ABSTRACT: "At first sight the purpose of energy efficiency is plain: it is to reduce the amount of energy used and the carbon emissions associated with the design and operation of things like buildings, domestic appliances, and heating and cooling technologies, or with the organization of bureaucratic, business or industrial processes. National and international responses to climate change are dominated by policies that promote energy efficiency and by people who take this to be a self-evidently important thing to do. Established criticisms, including those which focus on problems of rebound, draw attention to the unintended consequences of such strategies, but rarely challenge the conceptual foundations of ‘efficiency’ as a topic in its own right. This paper uses Bruno Latour’s We Have Never Been Modern (1993) notion of purification and Ian Hodder’s Entangled: An Archaeology of the Relationships Between Humans and Things (2012) ideas about entanglement to develop a more fundamental critique and to argue that, far from being a solution, efficiency, as currently constituted, undermines that which it is expected to achieve. It is concluded that if carbon emissions are to be reduced on any significant scale, then it is essential to consider the meanings and levels of service and the types of consumption and demand that efficiency policies support and perpetuate."

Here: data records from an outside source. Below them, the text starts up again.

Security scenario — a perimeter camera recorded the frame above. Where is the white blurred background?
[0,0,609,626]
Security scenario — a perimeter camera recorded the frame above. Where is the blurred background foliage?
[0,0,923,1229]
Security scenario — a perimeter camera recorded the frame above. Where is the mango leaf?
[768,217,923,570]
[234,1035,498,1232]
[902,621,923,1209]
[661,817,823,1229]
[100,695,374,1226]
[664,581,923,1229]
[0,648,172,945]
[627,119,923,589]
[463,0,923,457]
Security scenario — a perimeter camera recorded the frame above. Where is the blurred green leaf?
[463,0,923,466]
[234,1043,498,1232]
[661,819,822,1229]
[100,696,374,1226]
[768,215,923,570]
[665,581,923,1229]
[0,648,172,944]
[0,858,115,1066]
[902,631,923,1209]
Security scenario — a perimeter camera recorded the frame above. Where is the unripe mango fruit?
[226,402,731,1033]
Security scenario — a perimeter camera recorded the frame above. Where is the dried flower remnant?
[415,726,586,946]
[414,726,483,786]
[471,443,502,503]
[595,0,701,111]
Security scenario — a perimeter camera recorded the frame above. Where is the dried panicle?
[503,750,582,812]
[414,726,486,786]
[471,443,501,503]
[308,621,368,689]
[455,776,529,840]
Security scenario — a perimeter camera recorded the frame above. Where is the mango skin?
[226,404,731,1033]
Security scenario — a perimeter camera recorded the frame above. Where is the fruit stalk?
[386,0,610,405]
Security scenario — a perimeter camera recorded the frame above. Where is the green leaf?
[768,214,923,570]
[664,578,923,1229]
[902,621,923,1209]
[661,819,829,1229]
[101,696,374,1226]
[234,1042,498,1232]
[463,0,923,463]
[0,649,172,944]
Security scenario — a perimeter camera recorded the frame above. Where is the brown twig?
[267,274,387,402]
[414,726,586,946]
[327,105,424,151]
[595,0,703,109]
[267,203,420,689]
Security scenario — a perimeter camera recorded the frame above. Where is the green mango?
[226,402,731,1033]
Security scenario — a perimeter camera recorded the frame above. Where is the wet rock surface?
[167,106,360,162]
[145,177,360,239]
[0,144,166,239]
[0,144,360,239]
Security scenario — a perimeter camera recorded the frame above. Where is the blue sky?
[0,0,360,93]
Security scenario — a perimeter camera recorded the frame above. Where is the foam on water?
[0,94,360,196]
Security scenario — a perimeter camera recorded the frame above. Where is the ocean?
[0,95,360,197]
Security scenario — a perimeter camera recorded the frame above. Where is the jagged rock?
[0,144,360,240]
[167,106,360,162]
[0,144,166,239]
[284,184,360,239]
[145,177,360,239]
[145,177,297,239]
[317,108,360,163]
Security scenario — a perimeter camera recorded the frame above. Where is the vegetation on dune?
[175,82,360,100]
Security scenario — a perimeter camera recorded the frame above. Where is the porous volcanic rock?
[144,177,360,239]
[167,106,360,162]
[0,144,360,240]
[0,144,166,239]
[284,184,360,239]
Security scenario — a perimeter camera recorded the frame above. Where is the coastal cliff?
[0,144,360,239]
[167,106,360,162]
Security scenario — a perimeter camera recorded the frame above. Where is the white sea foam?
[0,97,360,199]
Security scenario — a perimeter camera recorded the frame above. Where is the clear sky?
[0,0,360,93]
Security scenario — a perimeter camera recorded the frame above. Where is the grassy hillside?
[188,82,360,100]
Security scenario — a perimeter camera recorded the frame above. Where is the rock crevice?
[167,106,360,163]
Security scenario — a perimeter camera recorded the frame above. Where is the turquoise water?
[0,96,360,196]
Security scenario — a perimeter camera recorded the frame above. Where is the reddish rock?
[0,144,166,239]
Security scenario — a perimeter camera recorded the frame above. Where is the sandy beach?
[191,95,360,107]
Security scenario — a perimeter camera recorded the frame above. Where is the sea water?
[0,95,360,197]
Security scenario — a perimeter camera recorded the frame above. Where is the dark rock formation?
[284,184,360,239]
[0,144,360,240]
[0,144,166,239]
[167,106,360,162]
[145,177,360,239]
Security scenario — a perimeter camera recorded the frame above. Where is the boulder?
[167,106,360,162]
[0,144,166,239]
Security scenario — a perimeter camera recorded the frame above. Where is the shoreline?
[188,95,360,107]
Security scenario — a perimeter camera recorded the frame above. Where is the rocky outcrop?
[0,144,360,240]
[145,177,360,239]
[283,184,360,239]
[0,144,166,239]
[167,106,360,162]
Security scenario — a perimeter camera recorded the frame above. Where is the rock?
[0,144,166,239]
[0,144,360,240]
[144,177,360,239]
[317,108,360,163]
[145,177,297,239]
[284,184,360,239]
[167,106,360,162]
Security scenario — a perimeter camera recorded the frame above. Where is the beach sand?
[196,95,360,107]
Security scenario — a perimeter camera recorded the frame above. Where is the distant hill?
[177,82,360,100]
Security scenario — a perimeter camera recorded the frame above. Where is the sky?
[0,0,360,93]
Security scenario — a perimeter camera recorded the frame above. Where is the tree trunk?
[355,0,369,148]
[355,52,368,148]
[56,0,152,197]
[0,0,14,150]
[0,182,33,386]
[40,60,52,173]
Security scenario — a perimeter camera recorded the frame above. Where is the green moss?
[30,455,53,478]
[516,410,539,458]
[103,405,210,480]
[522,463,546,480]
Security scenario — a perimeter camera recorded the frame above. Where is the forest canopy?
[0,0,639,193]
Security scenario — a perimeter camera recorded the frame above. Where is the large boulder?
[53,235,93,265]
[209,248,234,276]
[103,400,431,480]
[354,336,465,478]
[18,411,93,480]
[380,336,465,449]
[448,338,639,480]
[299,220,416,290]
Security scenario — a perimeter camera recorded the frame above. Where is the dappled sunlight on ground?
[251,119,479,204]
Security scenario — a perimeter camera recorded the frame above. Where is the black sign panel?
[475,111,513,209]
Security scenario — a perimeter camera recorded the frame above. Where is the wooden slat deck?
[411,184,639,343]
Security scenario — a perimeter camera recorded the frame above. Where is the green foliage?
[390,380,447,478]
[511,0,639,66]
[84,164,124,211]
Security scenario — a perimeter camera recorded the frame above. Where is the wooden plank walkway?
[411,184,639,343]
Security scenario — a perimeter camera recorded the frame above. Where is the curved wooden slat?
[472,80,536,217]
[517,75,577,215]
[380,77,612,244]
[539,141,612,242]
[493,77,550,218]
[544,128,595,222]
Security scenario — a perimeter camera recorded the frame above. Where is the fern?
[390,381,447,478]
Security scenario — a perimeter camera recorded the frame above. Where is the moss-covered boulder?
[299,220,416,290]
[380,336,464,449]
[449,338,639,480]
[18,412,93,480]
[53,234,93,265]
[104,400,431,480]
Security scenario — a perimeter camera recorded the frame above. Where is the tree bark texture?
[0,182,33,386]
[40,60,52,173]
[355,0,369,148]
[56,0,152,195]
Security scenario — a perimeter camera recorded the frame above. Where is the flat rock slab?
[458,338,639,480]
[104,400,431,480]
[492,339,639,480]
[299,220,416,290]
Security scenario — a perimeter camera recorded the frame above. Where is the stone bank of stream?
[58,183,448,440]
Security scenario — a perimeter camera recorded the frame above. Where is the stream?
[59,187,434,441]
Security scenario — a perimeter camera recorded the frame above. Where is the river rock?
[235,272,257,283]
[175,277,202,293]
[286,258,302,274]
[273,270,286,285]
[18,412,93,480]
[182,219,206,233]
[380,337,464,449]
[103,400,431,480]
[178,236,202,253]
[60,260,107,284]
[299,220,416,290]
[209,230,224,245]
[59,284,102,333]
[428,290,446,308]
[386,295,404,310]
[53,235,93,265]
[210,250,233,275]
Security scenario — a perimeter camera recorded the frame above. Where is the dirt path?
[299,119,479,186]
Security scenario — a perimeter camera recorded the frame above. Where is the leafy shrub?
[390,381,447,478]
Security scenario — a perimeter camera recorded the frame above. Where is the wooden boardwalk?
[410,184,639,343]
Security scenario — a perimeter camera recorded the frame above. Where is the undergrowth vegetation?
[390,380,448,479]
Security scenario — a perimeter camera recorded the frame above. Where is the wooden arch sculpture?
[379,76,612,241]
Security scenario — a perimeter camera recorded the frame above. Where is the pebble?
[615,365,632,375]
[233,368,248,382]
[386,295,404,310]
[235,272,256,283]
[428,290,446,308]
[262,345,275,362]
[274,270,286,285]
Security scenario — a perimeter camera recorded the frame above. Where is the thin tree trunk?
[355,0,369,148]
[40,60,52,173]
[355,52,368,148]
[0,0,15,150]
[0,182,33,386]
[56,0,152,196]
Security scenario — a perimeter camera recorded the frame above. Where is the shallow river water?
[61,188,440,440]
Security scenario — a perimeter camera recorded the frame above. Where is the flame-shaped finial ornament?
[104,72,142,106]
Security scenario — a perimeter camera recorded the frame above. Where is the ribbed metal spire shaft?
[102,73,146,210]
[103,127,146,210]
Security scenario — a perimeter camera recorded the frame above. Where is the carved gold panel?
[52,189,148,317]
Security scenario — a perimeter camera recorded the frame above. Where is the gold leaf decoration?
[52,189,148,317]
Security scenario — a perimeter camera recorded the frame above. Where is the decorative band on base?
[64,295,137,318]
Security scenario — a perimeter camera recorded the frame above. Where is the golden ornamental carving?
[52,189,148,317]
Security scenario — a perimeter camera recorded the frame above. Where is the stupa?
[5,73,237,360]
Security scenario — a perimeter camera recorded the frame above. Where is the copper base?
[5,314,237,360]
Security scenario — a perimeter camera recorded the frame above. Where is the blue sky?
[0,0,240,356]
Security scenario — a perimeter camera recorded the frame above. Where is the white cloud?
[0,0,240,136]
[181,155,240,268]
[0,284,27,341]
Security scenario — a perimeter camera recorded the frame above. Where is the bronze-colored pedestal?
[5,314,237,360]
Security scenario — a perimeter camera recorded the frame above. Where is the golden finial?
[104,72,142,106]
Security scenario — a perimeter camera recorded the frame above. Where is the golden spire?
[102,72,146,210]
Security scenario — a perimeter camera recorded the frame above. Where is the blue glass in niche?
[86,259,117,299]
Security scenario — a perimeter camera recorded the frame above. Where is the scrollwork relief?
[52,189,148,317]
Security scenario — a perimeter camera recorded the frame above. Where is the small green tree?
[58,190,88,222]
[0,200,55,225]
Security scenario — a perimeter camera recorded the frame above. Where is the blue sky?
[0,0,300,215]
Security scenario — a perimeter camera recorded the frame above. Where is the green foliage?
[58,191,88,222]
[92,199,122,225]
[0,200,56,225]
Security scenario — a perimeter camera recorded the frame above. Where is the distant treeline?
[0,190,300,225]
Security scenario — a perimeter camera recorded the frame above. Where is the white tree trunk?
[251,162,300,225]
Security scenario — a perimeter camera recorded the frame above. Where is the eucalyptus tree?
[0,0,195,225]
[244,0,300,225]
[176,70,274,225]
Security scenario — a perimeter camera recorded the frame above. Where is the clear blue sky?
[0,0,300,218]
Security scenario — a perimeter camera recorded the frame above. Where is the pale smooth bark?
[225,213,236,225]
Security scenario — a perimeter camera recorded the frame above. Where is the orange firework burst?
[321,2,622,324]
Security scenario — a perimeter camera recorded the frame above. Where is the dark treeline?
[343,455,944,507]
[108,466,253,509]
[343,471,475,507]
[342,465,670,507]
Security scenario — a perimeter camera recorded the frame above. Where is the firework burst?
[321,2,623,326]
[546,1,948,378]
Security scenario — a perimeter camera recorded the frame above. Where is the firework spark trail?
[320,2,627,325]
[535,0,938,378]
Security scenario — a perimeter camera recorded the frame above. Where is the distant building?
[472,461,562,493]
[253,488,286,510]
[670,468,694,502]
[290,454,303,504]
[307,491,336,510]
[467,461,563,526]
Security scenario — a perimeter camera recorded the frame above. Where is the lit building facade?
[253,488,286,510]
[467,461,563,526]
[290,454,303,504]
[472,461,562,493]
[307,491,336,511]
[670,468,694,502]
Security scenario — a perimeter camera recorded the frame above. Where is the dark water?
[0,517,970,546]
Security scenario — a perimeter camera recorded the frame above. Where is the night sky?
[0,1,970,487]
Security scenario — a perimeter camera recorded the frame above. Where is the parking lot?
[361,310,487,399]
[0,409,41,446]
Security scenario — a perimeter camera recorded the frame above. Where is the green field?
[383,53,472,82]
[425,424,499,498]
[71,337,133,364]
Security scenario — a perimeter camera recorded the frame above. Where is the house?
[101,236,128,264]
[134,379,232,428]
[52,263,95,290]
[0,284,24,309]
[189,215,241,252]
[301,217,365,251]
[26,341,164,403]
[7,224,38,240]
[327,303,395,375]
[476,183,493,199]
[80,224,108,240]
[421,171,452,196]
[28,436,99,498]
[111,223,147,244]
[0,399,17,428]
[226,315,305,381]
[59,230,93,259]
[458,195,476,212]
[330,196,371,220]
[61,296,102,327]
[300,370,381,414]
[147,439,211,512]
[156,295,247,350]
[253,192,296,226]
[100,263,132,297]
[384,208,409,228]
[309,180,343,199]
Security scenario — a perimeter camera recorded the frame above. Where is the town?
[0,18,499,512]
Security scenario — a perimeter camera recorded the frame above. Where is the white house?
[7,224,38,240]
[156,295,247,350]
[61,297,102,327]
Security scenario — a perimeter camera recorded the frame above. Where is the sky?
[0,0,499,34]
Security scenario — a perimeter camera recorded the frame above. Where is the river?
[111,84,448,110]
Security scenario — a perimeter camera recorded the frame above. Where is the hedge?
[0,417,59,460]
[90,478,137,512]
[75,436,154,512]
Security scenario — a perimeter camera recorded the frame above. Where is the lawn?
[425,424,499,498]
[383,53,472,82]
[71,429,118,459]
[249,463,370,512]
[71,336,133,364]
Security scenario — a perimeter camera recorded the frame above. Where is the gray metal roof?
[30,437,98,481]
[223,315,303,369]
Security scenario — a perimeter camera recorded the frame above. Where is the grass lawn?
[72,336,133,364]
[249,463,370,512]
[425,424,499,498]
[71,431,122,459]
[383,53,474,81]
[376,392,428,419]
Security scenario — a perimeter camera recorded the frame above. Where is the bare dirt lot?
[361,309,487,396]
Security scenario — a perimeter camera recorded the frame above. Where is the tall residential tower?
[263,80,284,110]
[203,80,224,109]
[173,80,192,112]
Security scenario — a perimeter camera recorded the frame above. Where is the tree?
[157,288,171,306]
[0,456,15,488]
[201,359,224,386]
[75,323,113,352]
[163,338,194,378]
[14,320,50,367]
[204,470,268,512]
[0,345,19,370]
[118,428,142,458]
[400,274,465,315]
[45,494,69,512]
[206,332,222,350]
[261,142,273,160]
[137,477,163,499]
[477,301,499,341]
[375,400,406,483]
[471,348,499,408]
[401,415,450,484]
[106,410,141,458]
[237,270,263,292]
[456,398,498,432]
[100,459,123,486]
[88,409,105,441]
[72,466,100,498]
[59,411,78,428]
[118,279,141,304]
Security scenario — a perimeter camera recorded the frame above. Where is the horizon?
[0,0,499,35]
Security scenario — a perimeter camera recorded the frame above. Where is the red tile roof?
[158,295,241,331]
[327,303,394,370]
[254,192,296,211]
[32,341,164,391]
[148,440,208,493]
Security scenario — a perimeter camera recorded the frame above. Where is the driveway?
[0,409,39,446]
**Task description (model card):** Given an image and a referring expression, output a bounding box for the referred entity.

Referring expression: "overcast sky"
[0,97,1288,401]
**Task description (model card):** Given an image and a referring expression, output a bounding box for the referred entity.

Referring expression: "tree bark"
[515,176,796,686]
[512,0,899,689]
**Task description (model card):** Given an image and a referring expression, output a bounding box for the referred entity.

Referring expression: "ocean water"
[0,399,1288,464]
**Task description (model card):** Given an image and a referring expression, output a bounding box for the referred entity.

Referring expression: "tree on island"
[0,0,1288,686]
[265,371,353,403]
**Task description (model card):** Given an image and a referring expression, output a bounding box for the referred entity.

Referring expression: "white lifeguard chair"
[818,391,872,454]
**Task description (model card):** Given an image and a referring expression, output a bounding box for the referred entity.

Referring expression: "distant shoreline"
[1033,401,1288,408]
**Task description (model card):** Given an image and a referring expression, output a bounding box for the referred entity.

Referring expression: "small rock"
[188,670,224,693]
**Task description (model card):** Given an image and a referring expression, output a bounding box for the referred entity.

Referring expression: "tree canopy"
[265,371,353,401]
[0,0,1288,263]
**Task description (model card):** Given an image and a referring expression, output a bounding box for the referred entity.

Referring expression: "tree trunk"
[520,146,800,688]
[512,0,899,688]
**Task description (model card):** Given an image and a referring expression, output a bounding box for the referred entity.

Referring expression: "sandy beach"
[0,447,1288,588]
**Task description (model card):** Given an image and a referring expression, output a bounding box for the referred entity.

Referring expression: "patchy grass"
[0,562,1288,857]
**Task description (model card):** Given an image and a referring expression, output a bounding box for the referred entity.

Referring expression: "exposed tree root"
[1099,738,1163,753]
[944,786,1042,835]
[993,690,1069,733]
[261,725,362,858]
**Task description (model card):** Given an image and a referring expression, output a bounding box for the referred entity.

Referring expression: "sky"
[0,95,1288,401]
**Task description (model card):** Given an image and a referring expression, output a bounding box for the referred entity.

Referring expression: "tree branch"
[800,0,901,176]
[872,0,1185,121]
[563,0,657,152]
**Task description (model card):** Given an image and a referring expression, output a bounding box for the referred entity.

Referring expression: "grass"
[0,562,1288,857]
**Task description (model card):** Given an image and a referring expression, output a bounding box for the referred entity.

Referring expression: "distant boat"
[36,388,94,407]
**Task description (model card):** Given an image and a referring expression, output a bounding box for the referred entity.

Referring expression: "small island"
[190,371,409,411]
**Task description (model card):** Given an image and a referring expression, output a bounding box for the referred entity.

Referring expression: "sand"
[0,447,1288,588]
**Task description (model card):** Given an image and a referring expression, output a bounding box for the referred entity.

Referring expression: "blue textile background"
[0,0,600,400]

Oregon Building Code - energy efficiency

May Vogel, in Portland, OR Small Developer Alliance facebook group, January 2021:

"Seems like most of you are tired of dealing with policy, but does that extend to building code? The Residential and Manufactured Structures Board of the Building Code Division is meeting Jan. 6 and there may be things you want to have input on."

from that document, my attention was caught by a comment from Zero Energy Ready Oregon (ZERO) Coalition, so I commented (

"I don't have much context about this, but was curious about this note:

"the ZERO Coalition proposed...altering the number of additional measures that are required using a sliding scale based on home size. The committee discussed the proposal and declined the change."

If I may be allowed a sort of naive and very basic question: in what ways if any under current or proposed ORSC / ORRC code might a builder achieve code compliance, all or in part, by demonstrating lower *actual* energy use, particularly by building smaller homes?

Also, relatedly, does Oregon building code consider embodied, or just operational energy use, of housing?

It looks like the ORSC measures discussed are fairly prescriptive, e.g. discussing types of HVAC and water heating; and like such codes normally do, they address efficiency as in outputs achieved per energy input, or per section of window or wall, or perhaps relative to total square footage. However is there a way it might be assessed per resident?"